Why You Need an Independent Board Chair

Sometimes, people need to hear hard truths in order to grow. The same can be said for corporations. Often, it’s the board that steps in when the CEO or management is making decisions that run counter to the long-term interests of the company and shareholders.

However, if your board members (and particularly the board chair) are not independent, they may not be willing to stand up to management. Here’s a look at why you need an independent board chair, what the position entails, and how to select the best person for the job.

The Growing Trend of Independent Chairs

Companies that include both a board of directors and a C-suite team do so in order to have a system of checks and balances. However, some companies combine the roles of CEO and chairperson — largely defeating the purpose of having a board in the first place.

CEOs with too much power are often at the root of financial scandals. As more companies have learned this (and some learn the hard way), there’s been a dramatic shift in the way boards treat the roles of CEO and chairperson. Here are some compelling statistics involving the S&P 500:

  • The percentage of companies with an independent board chair increased from 30% in 2018 to 37% in 2022
  • The percentage of companies combining the roles of chair and CEO decreased from 49% in 2018 to 44% in 2022

Hiring an independent chair makes it more likely that the board will remove problematic CEOs before they cause serious damage to a company’s finances, reputation, or both. However, that’s far from the only benefit an independent board chair can offer your company.

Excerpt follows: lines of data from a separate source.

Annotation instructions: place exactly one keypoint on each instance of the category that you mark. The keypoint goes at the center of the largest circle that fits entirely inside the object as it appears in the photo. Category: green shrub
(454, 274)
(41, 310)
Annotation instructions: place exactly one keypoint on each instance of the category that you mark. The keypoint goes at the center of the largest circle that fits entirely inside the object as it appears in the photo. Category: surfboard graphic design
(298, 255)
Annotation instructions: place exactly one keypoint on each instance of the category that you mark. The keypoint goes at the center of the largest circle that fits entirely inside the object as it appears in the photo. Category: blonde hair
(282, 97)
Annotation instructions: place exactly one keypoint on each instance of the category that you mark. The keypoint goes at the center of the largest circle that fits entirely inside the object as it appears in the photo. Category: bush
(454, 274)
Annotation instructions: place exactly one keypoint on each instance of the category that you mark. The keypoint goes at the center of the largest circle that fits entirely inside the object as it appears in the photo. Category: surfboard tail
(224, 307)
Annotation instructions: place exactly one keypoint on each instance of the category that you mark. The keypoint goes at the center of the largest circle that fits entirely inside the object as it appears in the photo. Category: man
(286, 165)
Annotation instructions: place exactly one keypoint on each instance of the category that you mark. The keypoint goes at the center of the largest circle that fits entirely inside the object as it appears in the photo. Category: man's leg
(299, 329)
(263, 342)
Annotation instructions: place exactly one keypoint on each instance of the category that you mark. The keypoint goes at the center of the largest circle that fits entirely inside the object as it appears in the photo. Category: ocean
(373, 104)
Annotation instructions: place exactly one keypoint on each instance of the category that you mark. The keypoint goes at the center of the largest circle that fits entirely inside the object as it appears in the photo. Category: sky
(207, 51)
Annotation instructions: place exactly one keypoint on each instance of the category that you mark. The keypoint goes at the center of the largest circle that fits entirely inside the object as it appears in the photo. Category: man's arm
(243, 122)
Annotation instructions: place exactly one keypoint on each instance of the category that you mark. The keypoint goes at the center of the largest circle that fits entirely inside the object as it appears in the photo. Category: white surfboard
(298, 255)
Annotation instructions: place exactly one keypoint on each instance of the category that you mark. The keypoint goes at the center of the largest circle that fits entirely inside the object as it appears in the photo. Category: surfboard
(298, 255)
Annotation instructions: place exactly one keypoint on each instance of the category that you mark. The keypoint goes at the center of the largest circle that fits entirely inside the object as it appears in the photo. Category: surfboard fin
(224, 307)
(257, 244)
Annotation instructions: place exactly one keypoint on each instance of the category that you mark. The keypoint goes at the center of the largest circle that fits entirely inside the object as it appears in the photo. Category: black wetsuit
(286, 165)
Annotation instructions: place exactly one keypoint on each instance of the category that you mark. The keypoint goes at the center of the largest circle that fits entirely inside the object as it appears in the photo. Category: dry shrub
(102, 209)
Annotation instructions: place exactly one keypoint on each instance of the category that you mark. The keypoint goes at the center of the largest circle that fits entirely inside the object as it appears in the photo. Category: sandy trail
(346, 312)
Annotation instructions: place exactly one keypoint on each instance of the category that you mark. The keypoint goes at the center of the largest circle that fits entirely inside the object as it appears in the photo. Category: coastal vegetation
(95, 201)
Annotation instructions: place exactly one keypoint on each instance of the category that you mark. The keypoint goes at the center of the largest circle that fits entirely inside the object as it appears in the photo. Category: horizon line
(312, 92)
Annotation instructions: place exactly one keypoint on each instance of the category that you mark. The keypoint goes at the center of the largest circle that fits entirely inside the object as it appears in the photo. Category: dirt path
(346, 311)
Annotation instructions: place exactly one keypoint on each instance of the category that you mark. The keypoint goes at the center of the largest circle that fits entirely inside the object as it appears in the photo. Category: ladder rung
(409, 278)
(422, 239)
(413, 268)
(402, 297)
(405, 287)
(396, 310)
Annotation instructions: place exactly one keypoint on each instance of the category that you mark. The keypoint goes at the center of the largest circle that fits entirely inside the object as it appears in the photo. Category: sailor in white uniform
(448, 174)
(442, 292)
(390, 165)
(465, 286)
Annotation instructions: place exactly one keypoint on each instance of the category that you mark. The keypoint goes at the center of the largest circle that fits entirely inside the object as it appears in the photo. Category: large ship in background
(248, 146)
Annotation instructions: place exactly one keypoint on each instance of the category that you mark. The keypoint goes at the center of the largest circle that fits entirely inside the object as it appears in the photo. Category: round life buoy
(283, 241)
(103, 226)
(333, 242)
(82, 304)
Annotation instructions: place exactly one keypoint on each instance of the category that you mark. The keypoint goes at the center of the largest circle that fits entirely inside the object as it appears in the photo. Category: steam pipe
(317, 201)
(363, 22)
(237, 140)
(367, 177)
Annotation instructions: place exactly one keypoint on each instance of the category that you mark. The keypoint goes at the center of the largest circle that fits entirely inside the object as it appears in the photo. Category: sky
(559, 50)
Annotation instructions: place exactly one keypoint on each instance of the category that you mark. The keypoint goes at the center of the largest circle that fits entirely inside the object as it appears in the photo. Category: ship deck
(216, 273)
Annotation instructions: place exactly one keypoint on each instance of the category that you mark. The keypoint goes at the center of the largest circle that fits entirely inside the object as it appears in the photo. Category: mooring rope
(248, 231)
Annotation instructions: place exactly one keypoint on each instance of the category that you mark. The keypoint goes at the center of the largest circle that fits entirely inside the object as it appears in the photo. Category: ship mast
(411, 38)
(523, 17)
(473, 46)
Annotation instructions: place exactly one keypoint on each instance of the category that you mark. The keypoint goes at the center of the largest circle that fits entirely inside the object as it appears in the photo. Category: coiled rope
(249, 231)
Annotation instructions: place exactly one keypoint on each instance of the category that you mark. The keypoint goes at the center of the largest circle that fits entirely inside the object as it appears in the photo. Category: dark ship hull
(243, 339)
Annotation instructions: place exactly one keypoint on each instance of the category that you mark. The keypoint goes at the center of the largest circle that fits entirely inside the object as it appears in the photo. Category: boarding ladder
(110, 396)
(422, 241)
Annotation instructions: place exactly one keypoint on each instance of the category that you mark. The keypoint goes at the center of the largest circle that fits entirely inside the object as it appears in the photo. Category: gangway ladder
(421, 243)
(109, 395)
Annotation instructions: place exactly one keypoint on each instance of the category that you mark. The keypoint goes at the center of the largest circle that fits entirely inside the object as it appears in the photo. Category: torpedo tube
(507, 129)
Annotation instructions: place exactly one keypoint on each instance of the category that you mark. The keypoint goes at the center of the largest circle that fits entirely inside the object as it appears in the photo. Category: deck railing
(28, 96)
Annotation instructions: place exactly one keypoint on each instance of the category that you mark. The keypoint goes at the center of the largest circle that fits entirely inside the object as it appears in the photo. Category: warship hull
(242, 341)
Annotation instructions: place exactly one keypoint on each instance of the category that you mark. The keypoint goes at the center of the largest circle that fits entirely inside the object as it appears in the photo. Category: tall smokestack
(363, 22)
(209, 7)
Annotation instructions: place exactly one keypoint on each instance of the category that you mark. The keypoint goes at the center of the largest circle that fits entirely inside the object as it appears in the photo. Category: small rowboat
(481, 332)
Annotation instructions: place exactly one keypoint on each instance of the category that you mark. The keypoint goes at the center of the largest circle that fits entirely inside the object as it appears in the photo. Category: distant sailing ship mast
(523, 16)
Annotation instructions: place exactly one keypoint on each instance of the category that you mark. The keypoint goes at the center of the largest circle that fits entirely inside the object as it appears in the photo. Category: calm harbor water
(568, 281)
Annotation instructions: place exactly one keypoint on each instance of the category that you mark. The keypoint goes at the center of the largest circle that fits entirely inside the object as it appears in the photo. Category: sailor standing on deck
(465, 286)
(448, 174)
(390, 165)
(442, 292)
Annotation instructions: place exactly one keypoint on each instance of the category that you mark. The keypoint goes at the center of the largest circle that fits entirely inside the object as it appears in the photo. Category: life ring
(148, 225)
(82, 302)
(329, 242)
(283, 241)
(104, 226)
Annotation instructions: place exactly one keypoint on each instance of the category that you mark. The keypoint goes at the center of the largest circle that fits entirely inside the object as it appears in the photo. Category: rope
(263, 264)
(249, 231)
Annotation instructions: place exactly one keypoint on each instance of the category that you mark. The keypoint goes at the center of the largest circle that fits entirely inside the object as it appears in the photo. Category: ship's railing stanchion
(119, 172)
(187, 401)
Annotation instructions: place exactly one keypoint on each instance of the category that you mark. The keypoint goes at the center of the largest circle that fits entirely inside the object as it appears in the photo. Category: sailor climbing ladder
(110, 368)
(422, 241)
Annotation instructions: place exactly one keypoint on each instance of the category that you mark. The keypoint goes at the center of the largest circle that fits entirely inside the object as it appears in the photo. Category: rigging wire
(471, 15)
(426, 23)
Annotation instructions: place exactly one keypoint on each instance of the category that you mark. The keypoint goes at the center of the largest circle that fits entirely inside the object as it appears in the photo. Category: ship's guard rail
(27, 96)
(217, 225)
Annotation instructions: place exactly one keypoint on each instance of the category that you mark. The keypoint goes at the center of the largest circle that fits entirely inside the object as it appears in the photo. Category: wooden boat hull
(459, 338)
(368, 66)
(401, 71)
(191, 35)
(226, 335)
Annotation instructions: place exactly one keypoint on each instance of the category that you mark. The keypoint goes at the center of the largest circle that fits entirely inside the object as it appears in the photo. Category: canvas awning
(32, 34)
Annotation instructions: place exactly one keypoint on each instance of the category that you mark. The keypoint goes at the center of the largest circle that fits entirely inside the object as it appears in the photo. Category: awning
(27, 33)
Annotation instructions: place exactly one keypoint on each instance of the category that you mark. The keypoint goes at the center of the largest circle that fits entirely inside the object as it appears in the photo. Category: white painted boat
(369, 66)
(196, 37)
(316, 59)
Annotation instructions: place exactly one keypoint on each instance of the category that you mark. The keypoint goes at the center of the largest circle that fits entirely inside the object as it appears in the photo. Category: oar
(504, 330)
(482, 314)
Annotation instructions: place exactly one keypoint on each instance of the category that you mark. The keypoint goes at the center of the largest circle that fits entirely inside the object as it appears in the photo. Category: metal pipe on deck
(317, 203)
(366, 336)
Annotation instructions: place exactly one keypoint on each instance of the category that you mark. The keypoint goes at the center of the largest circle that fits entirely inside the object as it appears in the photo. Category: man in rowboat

The Many Roles of an Independent Board Chair — and How They Help Build a Better Company

In a sense, an independent board chair is the glue that holds your board and CEO together. From overseeing board meetings to mentoring company leadership, a competent independent board chair can make your company stronger. Here’s a look at some of the most important functions of an independent chair.

Mentoring the CEO

Having a sounding board and adviser is never a bad thing for a CEO. But if your company’s CEO is relatively inexperienced, mentorship can be truly invaluable. An independent board chair will often advise the chief executive and offer tips to help them grow as a leader (and therefore help the company grow).

Your independent chair will generally provide the CEO with feedback from the board. And because your chair is also serving as a mentor, they’re uniquely equipped to help your CEO analyze that feedback and implement any necessary changes.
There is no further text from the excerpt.